In 2016, a Harvard Business Review analysis found women held one-fifth of executive committee roles at 50 US financial services companies. Their representation on the board wasn’t any better, standing at only 22 percent. In terms of chief executive positions, only 12 percent were female.
In other words, the world is sorely lacking senior female financiers.
Recognising this gender imbalance, business schools worldwide have taken steps to fix this growing problem. From offering scholarships to placing a 30 percent representation target on their MBA programmes, many efforts have been made to attract more women into business schools.
Progress, however, has been slow, according to a recent report by the Financial Times (FT).
For the courses listed in FT‘s 2018 global ranking of the top 100 MBAs, women make up 37 percent of the participants, only a slight increase from 33 percent five years ago.
Gender parity still isn’t the reality for Masters in Finance (MiF) courses either, as reflected in the figures from FT’s 2018 ranking. Though it shows an increase from the 40 percent seen five years ago, women now comprise just 42 percent of the student cohort, evidence that progress has been slow.
Such poor representation is a matter of concern, says a former investment banker who took an MBA mid-career and is now a financier.
“This matters because women self-select themselves out of opportunities in finance — at an undergraduate level but also when choosing a business school and then opportunities after their MBA,” says the financier.

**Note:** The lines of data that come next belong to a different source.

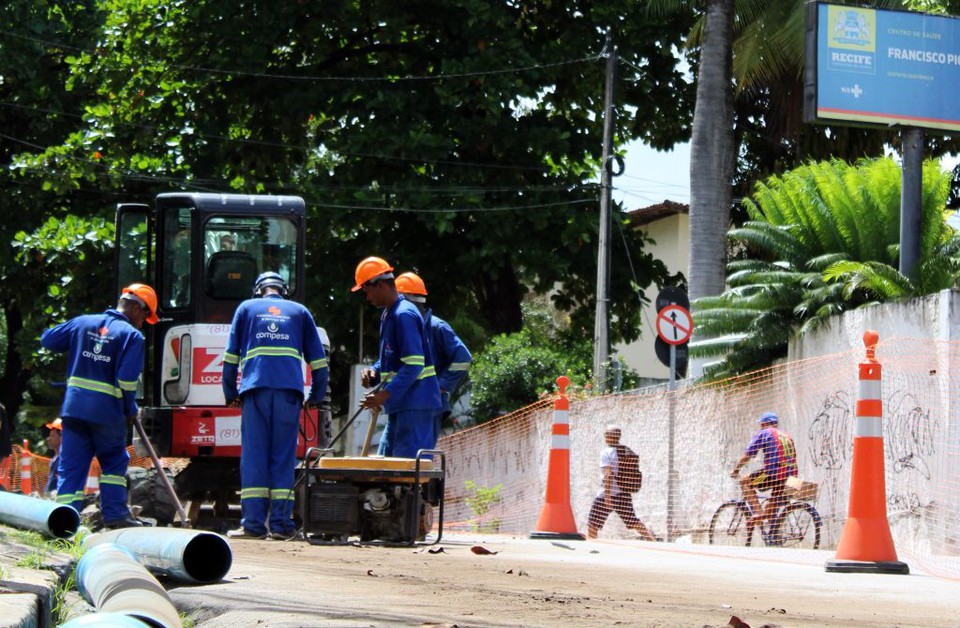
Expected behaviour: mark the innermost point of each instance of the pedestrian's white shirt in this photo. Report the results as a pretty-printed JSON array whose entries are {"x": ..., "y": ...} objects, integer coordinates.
[{"x": 609, "y": 459}]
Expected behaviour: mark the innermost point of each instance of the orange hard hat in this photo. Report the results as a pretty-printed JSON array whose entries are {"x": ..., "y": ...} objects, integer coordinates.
[
  {"x": 369, "y": 269},
  {"x": 410, "y": 283},
  {"x": 145, "y": 297}
]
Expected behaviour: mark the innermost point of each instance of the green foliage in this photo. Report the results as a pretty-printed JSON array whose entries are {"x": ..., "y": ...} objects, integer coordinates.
[
  {"x": 821, "y": 239},
  {"x": 481, "y": 500},
  {"x": 514, "y": 370},
  {"x": 63, "y": 260},
  {"x": 457, "y": 139}
]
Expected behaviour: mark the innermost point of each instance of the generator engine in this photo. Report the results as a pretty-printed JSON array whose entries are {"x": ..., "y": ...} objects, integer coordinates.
[{"x": 378, "y": 499}]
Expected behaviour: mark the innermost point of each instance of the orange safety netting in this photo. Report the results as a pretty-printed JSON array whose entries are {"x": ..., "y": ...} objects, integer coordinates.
[{"x": 689, "y": 440}]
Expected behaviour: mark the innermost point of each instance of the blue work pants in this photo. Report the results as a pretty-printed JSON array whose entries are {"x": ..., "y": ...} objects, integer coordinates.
[
  {"x": 82, "y": 440},
  {"x": 407, "y": 432},
  {"x": 268, "y": 457}
]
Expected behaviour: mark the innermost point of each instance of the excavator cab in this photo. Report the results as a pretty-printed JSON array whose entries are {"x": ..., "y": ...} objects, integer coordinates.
[{"x": 202, "y": 254}]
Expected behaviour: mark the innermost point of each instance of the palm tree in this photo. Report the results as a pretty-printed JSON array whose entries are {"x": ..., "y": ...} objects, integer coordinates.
[
  {"x": 821, "y": 239},
  {"x": 754, "y": 49},
  {"x": 712, "y": 152}
]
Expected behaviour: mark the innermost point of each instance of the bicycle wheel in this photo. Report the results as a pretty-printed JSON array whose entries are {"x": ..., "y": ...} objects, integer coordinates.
[
  {"x": 731, "y": 524},
  {"x": 798, "y": 526}
]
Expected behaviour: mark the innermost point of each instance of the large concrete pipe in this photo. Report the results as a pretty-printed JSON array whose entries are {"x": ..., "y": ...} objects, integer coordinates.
[
  {"x": 104, "y": 620},
  {"x": 112, "y": 580},
  {"x": 56, "y": 520},
  {"x": 191, "y": 556}
]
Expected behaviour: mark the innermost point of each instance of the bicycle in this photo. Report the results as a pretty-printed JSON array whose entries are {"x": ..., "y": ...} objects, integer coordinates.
[{"x": 795, "y": 524}]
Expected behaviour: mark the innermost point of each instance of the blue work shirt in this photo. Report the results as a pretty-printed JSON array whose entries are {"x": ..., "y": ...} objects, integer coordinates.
[
  {"x": 104, "y": 362},
  {"x": 269, "y": 339},
  {"x": 451, "y": 358},
  {"x": 406, "y": 363}
]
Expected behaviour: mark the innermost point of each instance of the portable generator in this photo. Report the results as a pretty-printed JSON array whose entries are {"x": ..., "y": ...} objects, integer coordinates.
[{"x": 389, "y": 500}]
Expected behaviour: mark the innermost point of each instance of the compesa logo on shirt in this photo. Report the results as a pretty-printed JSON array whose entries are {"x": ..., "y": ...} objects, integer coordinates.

“Sadly, this is still an image problem for the industry, but also for the business schools.”
FT‘s report is, unfortunately, just part of the widespread gender gap that still persists in other traditionally male-dominated fields, such as law and engineering.
Despite more women than ever choosing to major in these fields, women still graduate into careers that hire and/or pay them less.
A report by the Georgetown University Center on Education and the Workforce found that women still make up the bulk of workers in the lowest-earning fields – education, psychology and social work. All three have some of the lowest salaries across the board and more than 70 percent of workers here are women.
And if they take up traditionally “male” courses like engineering, they tend to gravitate towards lesser-paying majors. For example, the Georgetown report found that female engineering students are likelier to major in environmental engineering, ie. the lowest-paying engineering major. In the highest-paying engineering major – ie. petroleum engineering – only 17 percent of participants are women.
In the world of banking, the stereotype that the industry is “pale, male and stale” remains too.
Speaking to The Guardian, fintech entrepreneur and Starling Bank founder Anne Boden said gender diversity in finance technology has not improved in the more than three decades she’s spent in the sector.
Starling Bank founder: improve diversity in banking to avoid another financial crisis https://t.co/LHIpPOeKzn
— Guardian Business (@BusinessDesk) June 11, 2018
“Women have to achieve more, work harder, and be much more perfect to get the job compared with a man. As long as we have the majority of promotions and appointments being made by men, it’s going to be harder for women to get through,” Boden says.
Professional women are held back by the pressure of having kids, she says, adding that: “It’s not the children holding them back, it’s the perception of other people and the standards they’re held to.”
It is all the more crucial that the industry becomes gender diverse if we want to avert another financial crisis, according to Boden.
“The financial crisis was caused by people thinking the same. It was people not really being challenged,” she says.
“I think that diversity of thought and diversity of people, who reflect the overall population of the customers they serve, can only do good things for business.”